The entry-level 13-inch M2 MacBook Pro, the one with the Touch Bar and the aging six-year-old case design, is already a bad choice, but the news gets worse. Its SSD, the storage’ disk,’ only operates at half the speed of its predecessor. It’s not a stretch to say that ever-faster SSDs have been the most important change in personal computers over the last decade, so this is a significant step backward. “An SSD performs the same function as a hard drive, but since it has no physical moving parts, it can be much faster. Installing Windows onto an SSD as opposed to an HDD will allow for faster boot times and overall more snappy response from the operating system,” technology journalist Nick Page told Lifewire via email. “It’s hard to express how significant the difference is, but once you’ve used an SSD, a hard drive can feel frustratingly slow.”
Hard Drives vs SSDs
In the olden days, computers came with spinning hard drives, thick glass platters covered in magnetic material, with read/write heads that skittered across the surface without touching, mere nanometers from disaster. In a way, it was like a cross between a spinning vinyl record and a magnetic cassette, and it’s amazing that they worked as well as they did. Or do—we still use hard drives where storage capacity is more important than speed. Then came SSDs, which have no moving parts, so the computer doesn’t have to wait for the head to move into place before reading data. When SSDs were first introduced to personal computers, the difference was obvious and huge.

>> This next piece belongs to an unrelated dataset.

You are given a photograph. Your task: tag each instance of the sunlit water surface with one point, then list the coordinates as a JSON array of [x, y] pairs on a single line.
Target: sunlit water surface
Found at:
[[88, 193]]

Hard drives had long been the bottleneck in computer performance, and SSDs uncorked it in a spectacular fashion. “I believe the slow 256GB base M2 MacBook Pro SSD problem is a bigger deal than others are making it out to be,” MaxTech’s Vadim Yuryev said on Twitter, “especially since the new M2 model was SLOWER than the M1 when we put a multitasking RAM stress load on it.” Adding an SSD to an old computer could rejuvenate it. I swapped one into an old 2010 iMac, which meant I could keep using it for a decade. It’s still perfectly usable today. The SSDs in Apple’s current Mac lineup are some of the fastest in the business, but the throwback M2 MacBook Pro is a veritable sloth. What’s happening? Fast storage is especially important today because as it approaches the speeds of RAM from the recent past, it can be used as a substitute for that RAM. This allows the M1 iPads to run the new multiple-window Stage Manager feature. When they run out of precious RAM, they can swap that data to the SSD with relatively little loss in performance.
M2 MacBook Slow
According to tests done by the Max Tech YouTube channel, these new Macs are actually slower than the old model. Specifically, the entry-level 256GB version of the M2 MacBook Pro shows a significant drop in SSD read speeds—the speed at which the computer can pull data off the drive. The old M1 MacBook Pro gets around 2,900MB/s, while the new M2 only reads at 1,446MB. Open both computers, and it’s easy to see what’s happening. While the old version uses two 128GB NAND SSD chips, the new Mac uses a single 256GB chip. Because those two chips can run in parallel, they can offer more speed—double, in this case. The answer is not to buy the entry-level model but to step up to the 512GB version instead. One does wonder who needs a pro-level Mac with the latest M2 chip but then skimps on the internal storage. 256GB isn’t really enough storage for anyone. The real answer is not to buy this computer at all. As we wrote last week, it’s a legacy, 2016-era MacBook with a new chip inside. Either wait for the new M2 MacBook Air, which should go on sale sometime in July, or just buy the older M1 MacBook Air that’s available now for just $1,000, and spend the difference on more SSD space. You won’t regret it.